What happens to the survivors of this war now that Duterte is gone?
— I don't think Duterte ever truly left the country. He may no longer be president, but his legacy will remain. The Philippines will face generations of trauma after that. the children who saw their parents murdered, or the children who saw the bodies in the street or who saw it on television, and who were told that this is how justice is served. It will take a long time to deal with this legacy.
You've interviewed many victims and family members. What pattern did you find in the murders?
— When you get a call, there's a dead body. It could be a drive-by shooting. Often, they didn't even rush to flee because there was so much impunity. In other cases, they'd kill someone in one place and dump their body somewhere else. Sometimes it was a police operation in which it was claimed to be a legitimate death because the person had fought back. Others were killed by guards, men paid by the police, or as the police reports say: "unknown armed men." Other times it was a wild, as we used to call it when a person is tortured and left on the ground with their head wrapped in duct tape, their hands tied, their feet bound, and a sign next to them that reads "Drug dealer, don't follow in my footsteps." They are murders that serve as an example to the public.
Who were the dead?
— The targets of the murders were drug dealers and drug users, including marijuana users, but lawyers, activists, journalists, and others were also killed. Not to mention the children who died in the crossfire.

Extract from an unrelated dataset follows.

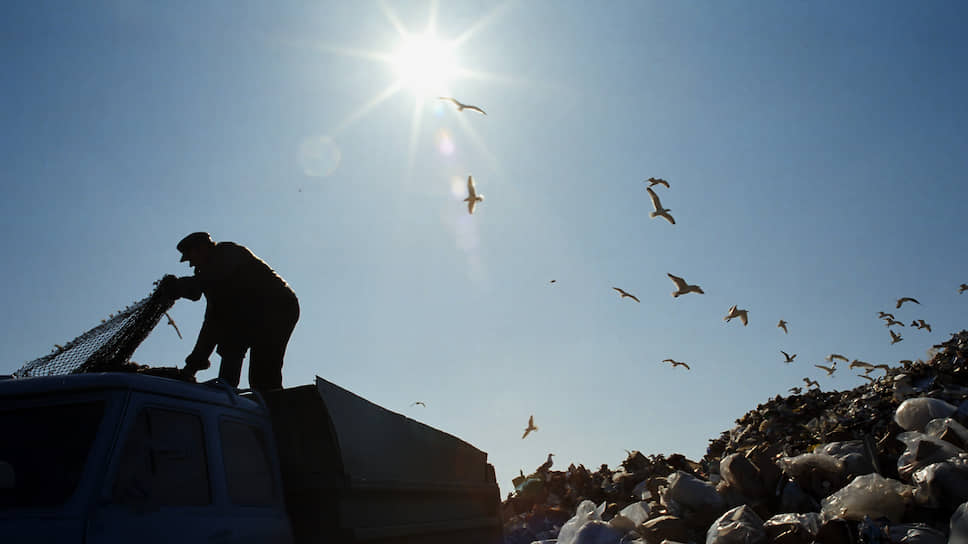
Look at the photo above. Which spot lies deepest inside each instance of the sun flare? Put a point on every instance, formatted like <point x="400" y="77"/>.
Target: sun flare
<point x="425" y="64"/>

Has this stopped now with President Marcos?
— No, it hasn't stopped completely. There are still suspected addicts and alleged criminals being murdered. There's still impunity, and journalists are also being murdered. It's just not as public as it was in the war on drugs.
He also interviewed vigilantes. How does a normal person become a murderer?
— There are some people who kill for money and because they don't really see the dead as people. But there are those who consider it a crusade. I've interviewed both types. One told me he was a good person, that he went to church, had a family... I asked him how he felt about killing, and he said it was "like drug addiction: first you're scared, but then you're okay." "Why do you kill?" I asked him. "I'm not a bad person," he said, "it's just that someone has to kill them."some people need killing).
This normalization of violence is what Duterte achieved with his story.
— Yes, it's the grammar of violence, what happens when autocrats call for war against someone and say those people aren't human. The Philippines isn't an isolated case; it can happen anywhere in the world. An autocrat's language is dramatic, and it's easy to substitute the direct object of the sentence. You can change the name of a drug addict to a criminal, an immigrant, a journalist, or an activist, and then say it's okay to kill them, that they deserve to die because they're not human.
Explain, how have you done it in your articles and now in this book, can you change things?
— The job of journalism is to remind people that for every man killed, his family, his community, is killed, and that passes from generation to generation. But I think you can't do that kind of journalism if you have expectations of change. My job is to keep a record, because it's important to keep a record of the facts. It's about honoring the stories of those who have dared to tell them, because they are the ones who decided to do so. To give them hope that this matters to other people. But I don't believe what I do saves lives or changes politics. Because if I believed that, I would have quit my job by now.
Do you expect the ICC to deliver justice?
— Duterte will have a fair trial in The Hague. The people who were massacred by the police didn't have a fair trial. Many people have spent years trying to prove that their husbands, sons, or brothers were human, which you're not supposed to have to prove. They've had to say things like, "My husband made me coffee every morning." Now I hope the truth is heard [in The Hague]. I hope for the possibility of accountability.